How to police your storage suppliers

It may surprise you to know that, like many others, the storage industry is largely unregulated with few barriers to entry, and other than Health and Safety law, there's no regulation to rely on. In SEMA's experience, this lack of structure can sometimes fail end-users who wouldn't take the risk in their everyday lives. Plain common sense tells you not to buy a new gas boiler without checking if your installer is on the Gas Safety Register. And when it comes to that dream holiday, you wouldn't buy it from a company that isn't ABTA or ATOL protected would you?

So how do you police your storage suppliers to make sure that your investment is fit for purpose, will safeguard your goods and protect people from workplace injury?

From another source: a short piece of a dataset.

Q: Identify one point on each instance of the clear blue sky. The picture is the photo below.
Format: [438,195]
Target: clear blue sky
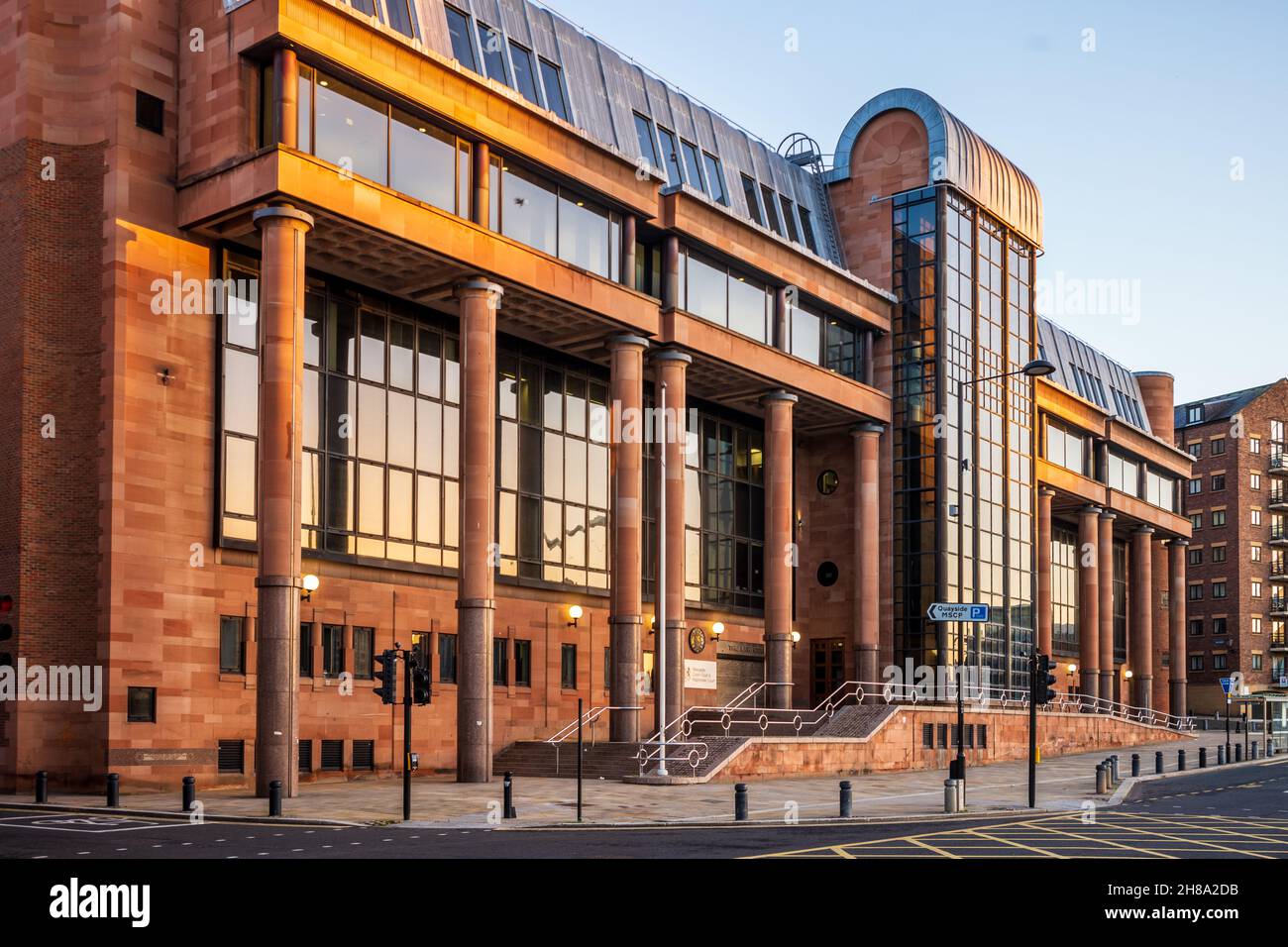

Reassurance is at hand as there IS a standard you can refer to which is delivered by the inter-related network of SEMA groups. Delivering rigorous risk management of your storage equipment, two relevant SEMA member groups are independently, fully audited on compliance standards.

Independently audited

Four years ago, the SEMA Distributor Group (SDG) set out to differentiate themselves from other storage industry suppliers. SDG members currently have to adhere to over 40 regulations, industry standards, Codes of Practice and legislative requirements.

Today, it is the only scheme in the UK that independently audits the credentials of resellers and distributors of storage equipment. The appraisals follow a three-year cycle and second time around, SEMA Distributor Companies (SDCs) proved that outstanding progress was made since the process was initiated. The evidence-based assessments for the 30-strong group revealed that every single member passed scrutiny, with average scores improving by a comfortable margin to 86%. The percentage achieving Highly Commended doubled to 61%. This means that every single SDC can prove that their project implementation meets and beats the SEMA QA standard by way of independent certification. Since its formation in 2011, SDG continues to grow in numbers and strength.

SEMA Approved Installation Companies

In 2018, SEMA Approved Installation Companies (SAICs) followed suit. This in-depth quality audit was designed to inject further rigour into SEMA group membership criteria. Outcomes were very positive with 23% of companies achieving a Highly Commended score of 90% or above. SAICs are now working towards a three-year program of continuous improvement. Many are also SDCs.

"Both the SDG and SAIC audits are designed to inject further rigour into SEMA group membership criteria. They are a measure of the company's ability to meet customer requirements and provision of a quality service. They assess general business management, Health and Safety, skills, qualifications, training, experience and how that information translates into service delivery."

Wayne Wiggins, author, consultant and trainer, QCS International

Use only SEIRS labour

It is a requirement that all permanent and sub-contract installers engaged by SAICs and SDCs only use installers trained under the SEMA initiative, the Storage Equipment Installers’ Registration Scheme (SEIRS) and these workers must have in-date SEIRS ID Cards.

Beware of impostors

Sadly, we know that there are still a number of companies out there passing themselves off as affiliated to SEMA when not entitled to do so. For over half a century, SEMA has gained an outstanding reputation for setting quality standards across all elements of its activities. SEMA is currently undertaking a series of actions to allow the possibility for potential legal steps to be taken when this occurs, further enhancing the strength of the SEMA brand.

So as the saying goes, “Let the Buyer Beware” and end users should ask to see the SDC’s or SAIC’s current audit certificate before signing on the dotted line.

“Following our ISO recertification audit in 2016, Coca-Cola European Partners (CCEP)conducted a full review of how we manage, maintain and inspect racking in GB in line with SEMA Codes of Practice, HSG76 Warehousing and Storage and the CCEP Material Handling Standard. Our main priority in 2017 and beyond was to reduce risk by standardising our methods with reference to SEMA standards as part of this benchmark.

“We outsource the services of an SDC company to undertake the supply, repair and modification of pallet racking and shelving.”

David Robertson, Senior Manager, Safety, Coca-Cola European Partners.